The progress bar is disabled by default in CLI runs. Use --progress when you want live stage progress rendering.

Use --large-dataset for PubChem/Enamine-scale statistics runs. It stores intermediate row-level tables as compressed shard directories such as filtered_molecules.parts/ and descriptors_all.parts/, uses large_dataset_chunk_rows from the master config, and skips plots plus HTML report generation. Without an explicit --stage selection, large-dataset mode runs the scalable statistics path: mol_prep, descriptors, struct_filters, and synthesis. Descriptor, structural, and synthesis filters are calculated by default, but downstream large-mode outputs keep all molecules unless large_dataset_filter_data: true. The synthesis stage skips AiZynthFinder retrosynthesis in large-dataset mode.

When you request any stage other than mol_prep, the pipeline may still run mol_prep first if the Mol Prep stage is enabled in config_mol_prep.yml.

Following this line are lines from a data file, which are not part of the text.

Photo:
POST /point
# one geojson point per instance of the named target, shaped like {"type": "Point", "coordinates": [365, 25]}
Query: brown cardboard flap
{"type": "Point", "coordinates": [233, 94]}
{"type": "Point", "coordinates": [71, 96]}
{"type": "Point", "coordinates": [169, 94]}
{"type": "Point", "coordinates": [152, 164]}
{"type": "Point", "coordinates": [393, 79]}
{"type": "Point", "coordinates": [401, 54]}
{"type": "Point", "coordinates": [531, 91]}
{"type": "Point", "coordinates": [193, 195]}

This is intentional: downstream stages operate on standardized molecules when that preprocessing stage is active.

Available Stages

Each --stage occurrence accepts one of the following values:

StageDescription
mol_prepStandardize and filter molecules (salts/fragments, metals, charges, tautomers, stereo)
descriptorsCompute 22 physicochemical descriptors per molecule
struct_filtersApply structural filters (Lilly, NIBR, PAINS, etc.)
synthesisEvaluate synthetic accessibility using retrosynthesis (AiZynthFinder) and other metrics
dockingCalculate docking scores with SMINA/GNINA/Matcha
docking_filtersFilter docking poses by quality and interactions
final_descriptorsRecompute descriptors on the final filtered set

When running --stage struct_filters, input resolution is:

  1. Existing descriptors output (if present in the run folder)
  2. MolPrep output
  3. Sampled molecules input

Input File Contract

Recommended input is CSV/TSV with a smiles header:

smiles,model_name CCO,demo CCN,demo

Required:

  • smiles

Optional:

  • model_name or name
  • mol_idx

If mol_idx is missing, HEDGEHOG assigns it automatically. Headerless .smi-style files are supported for simple one-SMILES-per-line inputs, but CSV/TSV is the clearest format for production runs.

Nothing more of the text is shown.